NO! You’re not listening. You’re out, out, out if that actually happens! The ONLY time you are allowed to pull your mask down is when the TSA attendant confirms your photo ID while secretly snickering at the fact that you have clearly lied about your weight.
Simon says fasten your seatbelt, while attempting to touch as little of it as possible.
Simon says pull down the tray in front of you and give it a solid wipe down, including all those disgusting, hard to reach areas around the hinges. This will signal that you are privy to the new and improved flying experience, and may even incite a wink from the airline steward. You may need their support (i.e. “blind eye”) later, while attempting to eat your in-flight snack without reapplying your mask between bites.
Simon says don’t give in to the temptation of ordering beer or wine on an early morning flight. I know it doesn’t seem logical that these are the only beverages being served, but try to ignore all the various aspects of flying that make absolutely no sense. Focus on getting to your destination without incident.
Reach down and give your emotional support animal a good pat.
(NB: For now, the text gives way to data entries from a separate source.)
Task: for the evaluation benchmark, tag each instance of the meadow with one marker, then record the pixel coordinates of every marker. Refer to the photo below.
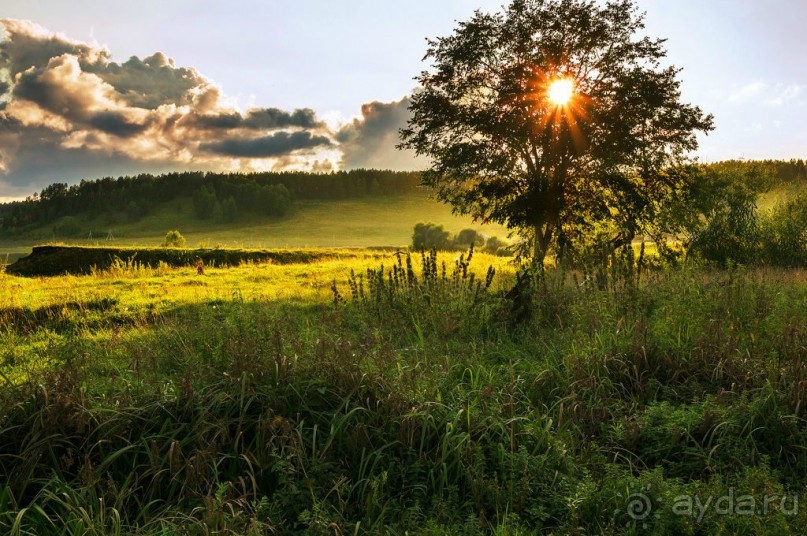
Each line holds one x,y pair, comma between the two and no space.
277,399
353,222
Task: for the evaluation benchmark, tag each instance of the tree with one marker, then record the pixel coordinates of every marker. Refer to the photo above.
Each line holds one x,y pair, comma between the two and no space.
506,145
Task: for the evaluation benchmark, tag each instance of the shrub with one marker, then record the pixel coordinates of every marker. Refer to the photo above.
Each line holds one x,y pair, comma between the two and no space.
784,234
730,231
467,237
173,239
430,236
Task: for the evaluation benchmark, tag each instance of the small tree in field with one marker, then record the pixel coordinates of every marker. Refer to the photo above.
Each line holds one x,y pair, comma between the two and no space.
173,239
554,118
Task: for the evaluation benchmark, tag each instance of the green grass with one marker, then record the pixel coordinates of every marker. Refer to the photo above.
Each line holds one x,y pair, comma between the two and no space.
359,222
256,400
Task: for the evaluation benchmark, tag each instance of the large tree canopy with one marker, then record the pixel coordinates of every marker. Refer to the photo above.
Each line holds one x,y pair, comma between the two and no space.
503,148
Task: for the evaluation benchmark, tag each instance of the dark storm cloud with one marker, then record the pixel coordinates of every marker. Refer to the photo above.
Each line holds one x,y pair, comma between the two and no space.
150,82
116,124
262,119
279,144
27,45
369,142
67,111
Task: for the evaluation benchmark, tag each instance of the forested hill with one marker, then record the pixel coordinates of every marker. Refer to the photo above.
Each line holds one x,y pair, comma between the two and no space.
225,197
216,196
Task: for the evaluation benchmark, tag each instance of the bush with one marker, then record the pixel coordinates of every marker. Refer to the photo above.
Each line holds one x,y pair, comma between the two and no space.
783,234
466,237
730,232
430,236
173,239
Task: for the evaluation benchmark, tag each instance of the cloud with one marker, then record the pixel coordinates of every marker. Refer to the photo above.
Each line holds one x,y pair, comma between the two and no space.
262,118
67,112
369,141
765,93
268,146
747,92
782,93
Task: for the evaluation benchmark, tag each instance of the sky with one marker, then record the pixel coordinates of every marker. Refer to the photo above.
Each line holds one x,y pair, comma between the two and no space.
93,88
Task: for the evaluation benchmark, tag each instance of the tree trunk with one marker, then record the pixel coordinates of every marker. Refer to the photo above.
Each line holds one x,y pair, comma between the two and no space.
540,245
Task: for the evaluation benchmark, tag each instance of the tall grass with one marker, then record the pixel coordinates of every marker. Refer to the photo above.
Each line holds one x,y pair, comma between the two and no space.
404,400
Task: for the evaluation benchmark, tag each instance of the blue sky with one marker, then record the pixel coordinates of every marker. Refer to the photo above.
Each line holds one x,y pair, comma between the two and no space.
742,61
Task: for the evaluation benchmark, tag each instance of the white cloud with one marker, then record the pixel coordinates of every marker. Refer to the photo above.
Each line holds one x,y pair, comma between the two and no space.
747,92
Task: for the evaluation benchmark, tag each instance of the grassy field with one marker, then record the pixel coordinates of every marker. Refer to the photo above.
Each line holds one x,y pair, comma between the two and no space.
360,222
280,399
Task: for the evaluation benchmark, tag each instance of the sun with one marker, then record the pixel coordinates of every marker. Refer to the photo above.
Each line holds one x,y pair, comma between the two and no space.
561,91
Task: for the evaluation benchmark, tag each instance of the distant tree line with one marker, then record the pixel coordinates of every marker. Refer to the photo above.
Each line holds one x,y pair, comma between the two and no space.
428,236
216,196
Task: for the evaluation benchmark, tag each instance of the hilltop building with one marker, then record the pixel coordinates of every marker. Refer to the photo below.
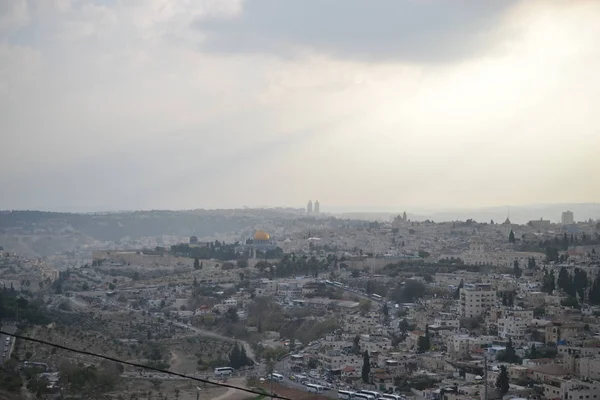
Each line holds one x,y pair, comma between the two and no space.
567,218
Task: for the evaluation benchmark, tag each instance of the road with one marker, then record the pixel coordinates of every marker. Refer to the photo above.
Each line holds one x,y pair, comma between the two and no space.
203,332
283,367
7,348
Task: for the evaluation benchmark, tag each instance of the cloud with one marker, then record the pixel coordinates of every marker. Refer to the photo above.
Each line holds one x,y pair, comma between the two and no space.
415,31
110,104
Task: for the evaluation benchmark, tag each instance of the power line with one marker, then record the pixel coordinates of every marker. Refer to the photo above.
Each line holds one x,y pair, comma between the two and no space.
89,353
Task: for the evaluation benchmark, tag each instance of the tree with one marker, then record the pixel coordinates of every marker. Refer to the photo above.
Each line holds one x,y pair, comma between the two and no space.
565,283
364,306
503,381
533,353
423,344
356,345
548,283
386,312
231,314
509,355
292,347
517,270
366,370
457,292
570,301
412,291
Almost got you there! I know, and I’m sorry. That was cruel. The fact that airlines have now banned emotional support pets from flying the friendly skies is yet another change we all have to live with.
And Lord knows, when flying the pandemic-friendly skies, we all need as much support as humanly possible.
Simon says take a long deep breath. You are now relaxing on a beach in Cancun, Mexico—one of the few places on Earth that feels “normal”—where you belong.